An explicit high-order, symplectic, finite-difference time-domain (SFDTD) scheme is applied to a bioelectromagnetic simulation using a simple model of a pregnant woman and her fetus. Compared to the traditional FDTD scheme, this scheme maintains the inherent nature of the Hamilton system and ensures energy conservation numerically and a high precision. The SFDTD scheme is used to predict the specific absorption rate (SAR) for a simple model of a pregnant female woman (month 9) using radio frequency (RF) fields from 1.5 T and 3 T MRI systems (operating at approximately 64 and 128 MHz, respectively). The results suggest that by using a plasma protective layer under the 1.5 T MRI system, the SAR values for the pregnant woman and her fetus are significantly reduced. Additionally, for a 90 degree plasma protective layer, the SAR values are approximately equal to the 120 degree layer and the 180 degree layer, and it is reduced relative to the 60 degree layer. This proves that using a 90 degree plasma protective layer is the most effective and economical angle to use.
Citation: Gao Y, Yang H (2014) A High-Order, Symplectic, Finite-Difference Time-Domain Scheme for Bioelectromagnetic Applications within the Mother/Fetus Model. PLoS ONE 9(12): e114425. https://doi.org/10.1371/journal.pone.0114425
Editor: Josué Sznitman, Technion - Israel Institute of Technology, Israel
Received: March 21, 2014; Accepted: November 10, 2014; Published: December 10, 2014
Copyright: © 2014 Gao, Yang. This is an open-access article distributed under the terms of the Creative Commons Attribution License, which permits unrestricted use, distribution, and reproduction in any medium, provided the original author and source are credited.
Funding: The authors have no support or funding to report.
Competing interests: The authors have declared that no competing interests exist.
Because the protection of a pregnant woman and her fetus is very important, the algorithm that is used in mother/fetus modeling and simulation must have a high precision and must be numerically stable.
The Finite Different Method (FDM), Finite Element Method (FEM) and Finite Volume Method (FVM) can be used for calculating the SAR values of the mother/fetus model. The FEM is more precise caused by the possibility to use high-order approximations. And since the methods for the high-order calculations of the FVM are developed by various groups recently , , the statement that high-order calculations are not available for the FVM does not hold true anymore at present time. Nevertheless, the FDM is better for processing the simplified geometries, the FEM and FVM are not necessary for the calculation of the mother/fetus model. Furthermore, the FDM can give simpler linear equations systems which could be solved faster. Also the finite-difference time-domain (FDTD) scheme is one of the FDM based on the time-domain. It can cover a wide frequency range with a single simulation and treat nonlinear material properties in a natural way. So the FDTD scheme is considered for our mother/fetus modeling and simulation.

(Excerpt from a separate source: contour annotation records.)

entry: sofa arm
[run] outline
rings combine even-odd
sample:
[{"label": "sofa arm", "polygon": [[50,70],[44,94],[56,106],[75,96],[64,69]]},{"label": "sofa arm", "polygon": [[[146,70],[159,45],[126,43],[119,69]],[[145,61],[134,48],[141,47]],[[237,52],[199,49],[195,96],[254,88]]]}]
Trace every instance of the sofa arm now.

To this end, our proposed high-order, symplectic, finite-difference time-domain (SFDTD) scheme is compared to the traditional FDTD scheme and the high-order FDTD scheme.
The traditional FDTD scheme has two shortcomings. First, it cannot accurately model curved, complex surfaces and material discontinuities by using the stair-casing approach with structured grids. Second, this scheme accumulates significant errors from numerical instability, dispersion and anisotropies.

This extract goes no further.